Broadway comes to the Grammys
For the first time in 15 years, the Grammys are taking place in New York City. To honor the ceremony’s 2018 home, Davis looked to Broadway for back-to-back performances. First, after Davis teased his upcoming solo album on Atlantic Records, EW Entertainer of the Year and Dear Evan Hansen star Ben Platt sang “Waving Through a Window” from the Tony-winning musical. Then Leslie Odom Jr. performed “The Room Where It Happens” from Hamilton, while thanking the rap legends in the room for inspiring some of the hip-hop musical’s material. With so many A-listers in one room mingling and meeting between tables, Davis’ gala pretty much is the room where it all happens.
Gladys Knight brings the house down
While Migos got the crowd on its feet by request, Gladys Knight didn’t have to ask when she took the stage to sing “Stand By Me,” prompting one of the night’s biggest singalongs. After she finished the number, Davis joined the soul legend on stage and joked that Beyoncé, JAY-Z, and Diddy probably wouldn’t allow her to leave if she didn’t perform “Midnight Train to Georgia,” her iconic 1973 hit with the Pips. “Thank you so much for standing,” she said as she walked off the stage — but judging by the standing ovation that was already taking place before the music even wrapped, everyone was happy to oblige.

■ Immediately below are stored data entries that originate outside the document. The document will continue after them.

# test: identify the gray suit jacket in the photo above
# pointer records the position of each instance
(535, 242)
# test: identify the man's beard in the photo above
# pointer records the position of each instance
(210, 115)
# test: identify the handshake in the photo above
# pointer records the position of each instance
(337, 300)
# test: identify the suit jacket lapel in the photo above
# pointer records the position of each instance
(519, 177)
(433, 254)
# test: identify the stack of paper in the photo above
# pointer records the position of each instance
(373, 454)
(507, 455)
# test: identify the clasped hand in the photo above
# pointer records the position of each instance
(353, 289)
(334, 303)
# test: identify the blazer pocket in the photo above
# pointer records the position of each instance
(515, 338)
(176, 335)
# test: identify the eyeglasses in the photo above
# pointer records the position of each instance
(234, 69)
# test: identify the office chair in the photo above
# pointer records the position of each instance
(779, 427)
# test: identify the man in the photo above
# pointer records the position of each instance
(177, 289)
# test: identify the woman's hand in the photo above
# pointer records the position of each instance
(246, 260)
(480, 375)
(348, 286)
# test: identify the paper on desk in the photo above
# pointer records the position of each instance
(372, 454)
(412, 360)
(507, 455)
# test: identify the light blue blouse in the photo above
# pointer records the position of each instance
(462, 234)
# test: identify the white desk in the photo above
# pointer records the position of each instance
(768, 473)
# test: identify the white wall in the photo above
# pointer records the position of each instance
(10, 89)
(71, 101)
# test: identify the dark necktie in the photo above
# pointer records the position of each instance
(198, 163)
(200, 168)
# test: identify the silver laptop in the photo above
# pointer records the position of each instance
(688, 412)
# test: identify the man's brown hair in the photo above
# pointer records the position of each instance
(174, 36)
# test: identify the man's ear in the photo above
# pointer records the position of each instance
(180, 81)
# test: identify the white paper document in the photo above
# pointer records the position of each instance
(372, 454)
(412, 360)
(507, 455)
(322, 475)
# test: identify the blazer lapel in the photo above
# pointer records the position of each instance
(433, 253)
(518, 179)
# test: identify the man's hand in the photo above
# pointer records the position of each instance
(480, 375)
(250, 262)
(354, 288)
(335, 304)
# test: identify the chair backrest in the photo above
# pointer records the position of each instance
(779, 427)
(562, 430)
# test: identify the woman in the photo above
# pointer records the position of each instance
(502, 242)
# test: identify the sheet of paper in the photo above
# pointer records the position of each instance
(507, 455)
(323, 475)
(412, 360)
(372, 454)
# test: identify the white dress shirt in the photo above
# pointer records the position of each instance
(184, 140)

Alicia Keys pays tribute to JAY-Z
Most artists performed their latest hits, but to honor JAY-Z, who received the Grammy Salute to Industry Icons designation, Davis recruited Alicia Keys for a surprise one-of-kind tribute. Playing the piano in a mostly acoustic set, Keys ran through a medley of hooks from the rapper’s biggest hits, from “Hard Knock Life (Ghetto Anthem)” to “I Just Wanna Love U (Give It 2 Me)” and “Encore.” There was a lot to choose from: “I’m not done yet!” she quipped at one point when it looked like her set was winding down. “There’s a lot of records!” After she finished with (what else?) their “Empire State of Mind” collab, Recording Academy president and CEO Neil Portnow introduced JAY-Z himself, who thanked Keys for her tribute and spoke about his complicated relationship with the Grammys — he boycotted the ceremony from 1998 to 2004 over its treatment of hip-hop — as he encouraged the Academy to recognize all kinds of music.
Jennifer Hudson honors Aretha Franklin
Not every artist has the voice to take on Aretha Franklin’s catalog, but Jennifer Hudson has that and more — like the Queen of Soul’s blessing to play her in an in-the-works biopic. In 2016, Franklin told People that she had given her stamp of approval to one particular actress. At his gala, Davis revealed that Franklin had hand-picked Hudson to bring her story to life on screen. He also confirmed that he and Hudson had been in the studio working on the her next album, before letting Hudon close out the evening with some Franklin classics. The singer seemed to be having the most fun of anyone in the room as she belted out “Think” and “(You Make Me Feel Like) A Natural Woman,” telling the crowd at one point that it didn’t matter if they all took their coats and left — she’d just keep singing for herself.